The new lending from commercial banks was mainly focused on government-backed projects, the central bank said. More bank loans were encouraged to small and medium-sized projects as they play an important role in the national economy and in increasing employment.

According to analysts the policy dismisses speculation of increase in interest rates with the economy stabilising. "Positive changes have taken place in the economy and the situation was better than expected in the first quarter. But the foundation for a rebound is not yet solid," the report said.

The bank's statement confirms what prime minster Wen Jiabao said in Thailand on 11 April on the sidelines of the ASEAN Summit that the Chinese economy is showing signs of positive change from the ongoing global economic downturn.

The credit off-take needs to increase further in order to offset the impact of a worsening global economy, the report said.

The report added that the quarter-on-quarter growth was improving, compared to the fourth quarter of last year, without divulging any detailed data.

China's economy grew 6.1 per cent year-on-year in the first quarter, the lowest rate in 10 years, down from 9 per cent in the fourth quarter last year.(See: China's first quarter GDP at 10-year low)

The central bank also noted that foundations for the recovery were not solid, as uncertainties in external economies still exist and private investment is yet to become active with new lending concentrated on government projects.

The report said the country still has to battle against the financial crisis that is unfolding and a collapse in external demand is hurting exports. The bank also cautioned that overcapacity and insufficient demand may drive prices lower in the country with the world economy still in a downturn.

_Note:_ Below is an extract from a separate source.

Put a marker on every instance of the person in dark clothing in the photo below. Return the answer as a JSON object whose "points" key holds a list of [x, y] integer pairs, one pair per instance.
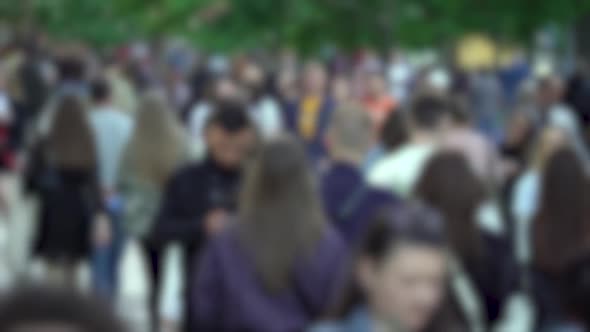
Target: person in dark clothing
{"points": [[561, 230], [69, 191], [349, 201], [51, 310], [449, 185], [398, 279], [574, 294], [201, 197], [309, 117], [278, 267]]}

The country is also under great pressure to create enough jobs and from a slower growth in residents' income, which would suppress future consumption, it said.

It added that continued fall in prices may become less probable with the world recovery, a turnaround in the national economy and fast credit growth.

"Prices of primary products and assets may rebound quickly once investor confidence is restored, as the global credit is relatively loose thanks to injection of liquidity and stimulus packages across the world," the bank quarterly report said.

The central bank report also said that it was concerned about the extraordinary monetary policy adopted by other major economies which could result in inflation risks.

It made references to the quantitative easing policy adopted by the US, Japan, Britain and Switzerland of pumping cash into their economies to stimulate growth.